Before KEITH, RALPH B. GUY and RYAN, Circuit Judges.
This case has been referred to a panel of the court pursuant to Rule 9(a), Rules of the Sixth Circuit. Upon examination of the record and briefs, this panel unanimously agrees that oral argument is not needed. Fed.R.App.P. 34(a).
Plaintiff, incarcerated at the Marion [Ohio] Correctional Institution, brought this civil rights action under 42 U.S.C. Sec. 1983 to redress several alleged constitutional rights deprivations.
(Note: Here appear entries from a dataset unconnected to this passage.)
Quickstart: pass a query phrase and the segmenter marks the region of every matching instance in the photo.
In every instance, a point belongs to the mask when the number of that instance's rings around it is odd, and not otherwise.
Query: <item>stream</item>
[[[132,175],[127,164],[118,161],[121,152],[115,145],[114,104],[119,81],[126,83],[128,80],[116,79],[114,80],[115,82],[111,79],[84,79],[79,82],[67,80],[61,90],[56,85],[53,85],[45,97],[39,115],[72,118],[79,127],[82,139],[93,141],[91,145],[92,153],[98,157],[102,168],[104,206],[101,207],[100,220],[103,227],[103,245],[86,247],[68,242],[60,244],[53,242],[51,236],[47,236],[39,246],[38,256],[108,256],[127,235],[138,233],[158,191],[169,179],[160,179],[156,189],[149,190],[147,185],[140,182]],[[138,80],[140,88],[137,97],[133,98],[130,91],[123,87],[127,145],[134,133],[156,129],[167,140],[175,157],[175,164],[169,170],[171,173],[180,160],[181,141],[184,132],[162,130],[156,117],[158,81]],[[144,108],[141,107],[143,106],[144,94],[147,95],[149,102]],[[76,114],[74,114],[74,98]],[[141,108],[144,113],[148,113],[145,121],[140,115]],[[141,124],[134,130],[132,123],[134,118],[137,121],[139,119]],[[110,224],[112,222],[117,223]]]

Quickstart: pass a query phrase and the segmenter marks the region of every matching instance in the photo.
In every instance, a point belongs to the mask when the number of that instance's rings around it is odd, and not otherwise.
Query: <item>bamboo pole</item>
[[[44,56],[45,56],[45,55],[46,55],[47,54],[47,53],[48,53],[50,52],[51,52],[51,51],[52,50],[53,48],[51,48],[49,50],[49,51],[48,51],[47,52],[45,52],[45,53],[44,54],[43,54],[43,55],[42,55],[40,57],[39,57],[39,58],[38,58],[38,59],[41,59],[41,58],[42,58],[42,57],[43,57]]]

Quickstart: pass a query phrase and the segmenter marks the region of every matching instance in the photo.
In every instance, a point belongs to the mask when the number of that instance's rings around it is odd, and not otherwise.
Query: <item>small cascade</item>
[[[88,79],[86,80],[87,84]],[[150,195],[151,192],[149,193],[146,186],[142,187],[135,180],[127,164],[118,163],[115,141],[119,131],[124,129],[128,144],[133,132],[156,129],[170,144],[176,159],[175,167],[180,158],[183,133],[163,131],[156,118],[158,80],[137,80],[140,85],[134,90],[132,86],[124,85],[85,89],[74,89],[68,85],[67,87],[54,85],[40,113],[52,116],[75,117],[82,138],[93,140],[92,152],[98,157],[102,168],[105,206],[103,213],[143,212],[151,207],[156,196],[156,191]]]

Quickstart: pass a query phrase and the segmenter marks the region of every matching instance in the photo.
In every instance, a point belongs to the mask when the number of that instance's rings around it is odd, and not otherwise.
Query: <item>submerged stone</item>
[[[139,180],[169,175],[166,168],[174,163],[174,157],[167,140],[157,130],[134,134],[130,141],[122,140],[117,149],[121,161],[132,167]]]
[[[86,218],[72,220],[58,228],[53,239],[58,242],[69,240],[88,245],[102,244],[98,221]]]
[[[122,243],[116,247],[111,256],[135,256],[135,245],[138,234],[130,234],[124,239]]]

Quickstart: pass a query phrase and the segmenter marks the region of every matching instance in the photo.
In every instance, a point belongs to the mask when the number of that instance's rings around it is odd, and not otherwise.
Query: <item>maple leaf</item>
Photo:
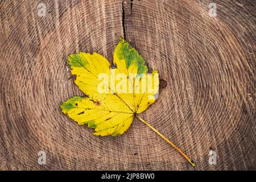
[[[138,118],[164,138],[188,161],[177,147],[138,114],[153,104],[159,95],[156,71],[147,73],[145,61],[137,51],[120,38],[110,64],[104,56],[93,52],[80,52],[68,56],[75,82],[88,97],[75,96],[64,102],[62,111],[79,125],[87,125],[95,135],[122,135]]]

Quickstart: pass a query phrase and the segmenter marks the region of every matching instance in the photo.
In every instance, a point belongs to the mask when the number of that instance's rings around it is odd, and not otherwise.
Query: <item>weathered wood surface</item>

Defendants are four individuals working for various branches of the Ohio penal system (Richard Seiter, John Kinkela, Walter Echols, Norris McMackin) in addition to Ohio Prison Industries and University Hospital. The district court granted summary judgment for defendants and this appeal followed. On appeal, the parties have briefed the issues, plaintiff proceeding pro se.
Upon consideration, we agree with the district court's disposition of this cause. The district court correctly found the claims against Ohio Prison Industries and University Hospital barred by the eleventh amendment to the United States Constitution as these entities are agencies of the State of Ohio. See Alabama v. Pugh, 438 U.S. 781 (1978) (per curiam).
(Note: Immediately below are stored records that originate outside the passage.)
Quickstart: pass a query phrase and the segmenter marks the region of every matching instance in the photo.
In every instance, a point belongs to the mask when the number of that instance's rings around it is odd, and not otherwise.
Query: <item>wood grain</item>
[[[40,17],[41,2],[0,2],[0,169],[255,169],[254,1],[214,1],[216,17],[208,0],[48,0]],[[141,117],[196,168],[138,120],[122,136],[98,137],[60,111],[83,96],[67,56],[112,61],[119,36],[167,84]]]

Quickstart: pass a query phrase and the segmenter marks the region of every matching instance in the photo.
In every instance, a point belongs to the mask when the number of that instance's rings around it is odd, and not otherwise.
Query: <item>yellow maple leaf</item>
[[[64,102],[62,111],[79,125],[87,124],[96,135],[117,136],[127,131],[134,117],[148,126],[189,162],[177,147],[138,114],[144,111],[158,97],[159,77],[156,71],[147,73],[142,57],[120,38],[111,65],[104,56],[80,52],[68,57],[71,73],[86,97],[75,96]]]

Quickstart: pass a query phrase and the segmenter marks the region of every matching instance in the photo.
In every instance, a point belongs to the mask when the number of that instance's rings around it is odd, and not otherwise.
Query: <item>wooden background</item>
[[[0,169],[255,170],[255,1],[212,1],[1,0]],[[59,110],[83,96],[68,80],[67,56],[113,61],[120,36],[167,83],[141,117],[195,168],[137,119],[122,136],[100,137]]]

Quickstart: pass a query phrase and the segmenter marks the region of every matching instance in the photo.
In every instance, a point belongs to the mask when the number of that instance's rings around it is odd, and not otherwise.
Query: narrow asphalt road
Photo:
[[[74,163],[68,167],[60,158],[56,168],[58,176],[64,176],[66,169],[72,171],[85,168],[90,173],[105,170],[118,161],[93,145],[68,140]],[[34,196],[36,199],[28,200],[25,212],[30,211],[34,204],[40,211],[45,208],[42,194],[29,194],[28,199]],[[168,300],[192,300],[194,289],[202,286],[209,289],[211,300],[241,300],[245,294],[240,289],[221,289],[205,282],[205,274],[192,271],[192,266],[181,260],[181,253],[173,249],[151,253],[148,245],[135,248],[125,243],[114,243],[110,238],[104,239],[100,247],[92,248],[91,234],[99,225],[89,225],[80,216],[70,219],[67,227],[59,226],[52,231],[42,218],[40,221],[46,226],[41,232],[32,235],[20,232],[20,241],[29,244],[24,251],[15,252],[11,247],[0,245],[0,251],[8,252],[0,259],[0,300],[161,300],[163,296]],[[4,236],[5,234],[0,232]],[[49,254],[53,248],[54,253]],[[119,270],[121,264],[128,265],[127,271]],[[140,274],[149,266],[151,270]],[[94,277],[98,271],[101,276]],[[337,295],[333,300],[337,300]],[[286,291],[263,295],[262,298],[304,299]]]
The court also properly rejected plaintiff's vague, conclusory allegations against the individual defendants for inadequate training of prison personnel and substandard living conditions. Plaintiff had no right to be free from occasional prison cell searches. Hudson v. Palmer, 468 U.S. 517 (1984). Nor did he establish that prison conditions fell below a "minimal civilized measure of life's necessities." Rhodes v. Chapman, 452 U.S. 337, 347 (1982).
Finally, plaintiff's eighth amendment claims concerning injuries received while working at his prison factory job and improper cataract surgery sound in medical malpractice and, therefore, do not state a claim for relief. Estelle v. Gamble, 429 U.S. 97, 107 (1976).
For these reasons, and for the reasons set forth in the district court opinion of February 19, 1988, the judgment is affirmed. Rule 9(b)(5), Rules of the Sixth Circuit.